Inilah Koran dapat dibaca gratis dalam masa terbatas di aplikasi smartphone & tablet Android.

Editorial

Debat kandidat perdana Pemilihan Presiden 2019 berlangsung Kamis (17/1). Kecuali barisan pendukung, rasanya rakyat tak dapat apa-apa dari debat itu. Bagaimana mungkin akan menarik swng voters dari posisi golongan putih (golput)?

Bagaimana mau memikat kalau kedua kandidat gagal menghadirkan gagasan-gagasan yang bernas. Debat hanya mempersoalkan kulit-kulit persoalan republik ini dalam hal hukum, HAM, korupsi, dan terorisme. Inti soal dan cara penanganannya lima tahun ke depan tak terungkap.

Bayangkan, bagaimana mungkin calon presiden –calon pemimpin ratusan juta warga republik ini—ngotot mempersoalkan berapa banyak perempuan yang jadi pengurus di partai tertentu. Apa urusan besarnya untuk republik ini? Tidaklah mengherankan jika debat justru lebih ramai di antara warganet.
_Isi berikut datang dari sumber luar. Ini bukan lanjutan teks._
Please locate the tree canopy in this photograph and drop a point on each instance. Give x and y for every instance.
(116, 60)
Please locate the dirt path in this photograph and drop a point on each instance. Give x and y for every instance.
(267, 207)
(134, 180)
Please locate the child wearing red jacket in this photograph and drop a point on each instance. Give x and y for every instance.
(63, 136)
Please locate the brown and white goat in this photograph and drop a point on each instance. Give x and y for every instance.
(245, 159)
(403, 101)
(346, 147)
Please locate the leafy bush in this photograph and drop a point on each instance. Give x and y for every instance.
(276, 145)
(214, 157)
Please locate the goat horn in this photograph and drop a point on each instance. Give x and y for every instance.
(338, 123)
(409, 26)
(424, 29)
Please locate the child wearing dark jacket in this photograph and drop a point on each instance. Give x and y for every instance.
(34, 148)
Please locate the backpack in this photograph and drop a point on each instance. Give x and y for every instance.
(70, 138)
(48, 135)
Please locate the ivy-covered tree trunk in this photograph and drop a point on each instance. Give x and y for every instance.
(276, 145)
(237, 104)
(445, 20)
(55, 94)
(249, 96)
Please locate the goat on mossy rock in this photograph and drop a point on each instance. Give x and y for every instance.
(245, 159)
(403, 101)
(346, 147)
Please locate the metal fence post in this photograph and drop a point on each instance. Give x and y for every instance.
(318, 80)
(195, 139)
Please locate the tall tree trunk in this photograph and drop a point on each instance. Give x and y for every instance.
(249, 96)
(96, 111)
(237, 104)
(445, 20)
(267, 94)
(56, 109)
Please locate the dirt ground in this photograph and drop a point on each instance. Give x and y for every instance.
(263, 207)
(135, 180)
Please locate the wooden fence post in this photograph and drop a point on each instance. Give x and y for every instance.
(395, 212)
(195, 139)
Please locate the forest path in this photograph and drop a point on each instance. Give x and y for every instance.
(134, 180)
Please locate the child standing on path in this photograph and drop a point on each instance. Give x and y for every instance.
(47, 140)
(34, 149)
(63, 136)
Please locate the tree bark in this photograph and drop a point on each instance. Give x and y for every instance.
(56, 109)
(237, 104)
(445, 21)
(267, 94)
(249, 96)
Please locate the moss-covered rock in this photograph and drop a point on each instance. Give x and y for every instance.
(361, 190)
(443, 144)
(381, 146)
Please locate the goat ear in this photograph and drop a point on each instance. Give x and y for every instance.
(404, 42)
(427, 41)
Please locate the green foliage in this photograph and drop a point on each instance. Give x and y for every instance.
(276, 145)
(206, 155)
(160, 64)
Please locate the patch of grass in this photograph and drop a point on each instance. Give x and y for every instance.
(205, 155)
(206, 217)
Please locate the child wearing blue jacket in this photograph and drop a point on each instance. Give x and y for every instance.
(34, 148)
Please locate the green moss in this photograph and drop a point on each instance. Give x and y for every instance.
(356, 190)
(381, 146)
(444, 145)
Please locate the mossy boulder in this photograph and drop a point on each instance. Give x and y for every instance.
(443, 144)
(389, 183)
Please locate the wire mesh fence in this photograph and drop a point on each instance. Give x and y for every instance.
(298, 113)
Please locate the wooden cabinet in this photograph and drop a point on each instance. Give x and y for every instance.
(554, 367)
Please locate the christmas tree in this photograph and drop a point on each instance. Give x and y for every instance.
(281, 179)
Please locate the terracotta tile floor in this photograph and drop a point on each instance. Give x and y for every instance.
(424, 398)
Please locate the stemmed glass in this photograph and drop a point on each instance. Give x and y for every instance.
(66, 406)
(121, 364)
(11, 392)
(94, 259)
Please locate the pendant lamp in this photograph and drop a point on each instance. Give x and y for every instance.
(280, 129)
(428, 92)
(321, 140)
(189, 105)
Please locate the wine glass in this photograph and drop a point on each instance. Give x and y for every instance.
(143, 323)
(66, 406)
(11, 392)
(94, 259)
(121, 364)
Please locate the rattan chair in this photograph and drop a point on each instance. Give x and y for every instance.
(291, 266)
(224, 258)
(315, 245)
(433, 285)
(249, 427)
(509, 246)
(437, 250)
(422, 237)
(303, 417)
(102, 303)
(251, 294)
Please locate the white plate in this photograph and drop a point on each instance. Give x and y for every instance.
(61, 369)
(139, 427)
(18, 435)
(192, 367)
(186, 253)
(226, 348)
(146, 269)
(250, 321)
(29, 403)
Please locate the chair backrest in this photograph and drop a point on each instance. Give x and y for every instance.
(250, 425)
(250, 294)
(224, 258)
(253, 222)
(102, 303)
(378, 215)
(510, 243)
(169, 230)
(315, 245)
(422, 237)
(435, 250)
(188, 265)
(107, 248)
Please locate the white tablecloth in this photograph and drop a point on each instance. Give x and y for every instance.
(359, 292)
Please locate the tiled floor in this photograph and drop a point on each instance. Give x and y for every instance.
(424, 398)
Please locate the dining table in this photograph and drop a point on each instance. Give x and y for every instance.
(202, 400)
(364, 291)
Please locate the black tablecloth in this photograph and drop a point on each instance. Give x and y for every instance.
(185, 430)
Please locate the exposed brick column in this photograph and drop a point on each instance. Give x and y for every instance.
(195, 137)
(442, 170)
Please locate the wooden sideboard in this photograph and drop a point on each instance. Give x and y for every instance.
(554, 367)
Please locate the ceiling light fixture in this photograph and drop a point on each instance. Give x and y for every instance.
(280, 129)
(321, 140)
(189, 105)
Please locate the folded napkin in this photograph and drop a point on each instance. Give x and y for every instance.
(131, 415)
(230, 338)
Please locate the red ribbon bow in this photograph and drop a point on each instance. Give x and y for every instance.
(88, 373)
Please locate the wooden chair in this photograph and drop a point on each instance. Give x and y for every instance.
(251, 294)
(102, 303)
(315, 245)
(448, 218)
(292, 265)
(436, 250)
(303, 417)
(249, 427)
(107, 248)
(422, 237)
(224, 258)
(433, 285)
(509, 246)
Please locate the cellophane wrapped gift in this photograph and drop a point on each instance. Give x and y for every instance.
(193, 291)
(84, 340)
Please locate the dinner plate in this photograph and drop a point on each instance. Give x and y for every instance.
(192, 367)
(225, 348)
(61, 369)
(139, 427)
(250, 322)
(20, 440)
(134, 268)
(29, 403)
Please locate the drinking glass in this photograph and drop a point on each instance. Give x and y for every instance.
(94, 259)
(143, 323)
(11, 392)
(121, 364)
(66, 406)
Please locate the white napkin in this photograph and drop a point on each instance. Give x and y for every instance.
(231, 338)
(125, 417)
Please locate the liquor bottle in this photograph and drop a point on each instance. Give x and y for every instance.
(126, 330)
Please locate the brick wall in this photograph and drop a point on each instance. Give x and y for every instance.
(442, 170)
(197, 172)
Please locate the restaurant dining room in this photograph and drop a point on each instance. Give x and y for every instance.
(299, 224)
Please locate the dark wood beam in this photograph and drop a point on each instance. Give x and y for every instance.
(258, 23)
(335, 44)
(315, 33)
Banyak sindiran mereka terhadap debat. Salah satunya, mungkin debat perlu diikuti capres-cawapres khayalan: Dildo.

Masih banyak suara tak menentu yang belum menjatuhkan pilihannya pada Pilpres mendatang. Itulah yang hendak disasar Pilpres. Seorang pengamat menyebutkan kisarannya bisa 10-30%. Tapi, capres-wapres gagal memikat hati mereka.
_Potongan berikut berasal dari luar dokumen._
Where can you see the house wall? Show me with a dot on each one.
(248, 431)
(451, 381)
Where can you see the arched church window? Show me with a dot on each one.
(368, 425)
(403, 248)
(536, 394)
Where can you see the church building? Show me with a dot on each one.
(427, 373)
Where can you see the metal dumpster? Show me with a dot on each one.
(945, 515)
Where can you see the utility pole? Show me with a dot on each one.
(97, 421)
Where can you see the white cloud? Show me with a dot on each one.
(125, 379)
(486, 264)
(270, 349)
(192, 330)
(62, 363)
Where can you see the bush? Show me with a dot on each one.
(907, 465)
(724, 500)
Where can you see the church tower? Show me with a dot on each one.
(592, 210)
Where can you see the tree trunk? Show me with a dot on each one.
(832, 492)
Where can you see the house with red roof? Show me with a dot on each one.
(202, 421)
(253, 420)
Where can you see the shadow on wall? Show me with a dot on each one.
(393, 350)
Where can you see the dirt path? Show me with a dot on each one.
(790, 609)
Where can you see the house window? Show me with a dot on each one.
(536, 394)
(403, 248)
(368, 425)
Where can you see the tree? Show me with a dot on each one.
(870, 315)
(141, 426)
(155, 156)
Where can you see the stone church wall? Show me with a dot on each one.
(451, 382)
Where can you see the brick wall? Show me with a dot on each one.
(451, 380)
Kita sepakat, kualitas debat capres kalah dibanding debat Pilgub DKI, seperti yang disampaikan Eep Saefulloh Fatah. Terasa betul bedanya. Di debat Pilgub DKI, begitu banyak gagasan besar muncul diperdebatkan. Di debat perdana Pilpres 2019? Nyaris tak ada.

Siapa yang salah? Tak perlu mencari kesalahan. Tapi, sudah pasti ada yang galau: KPU. Debat adalah salah satu cara mengurangi angka golput di setiap kontestasi demokrasi. Jika debat terus berlangsung seperti ini, empat kesempatan mendatang, bukan tak mungkin angka golput akan meningkat. Dan itu, salah satunya, adalah kegagalan KPU.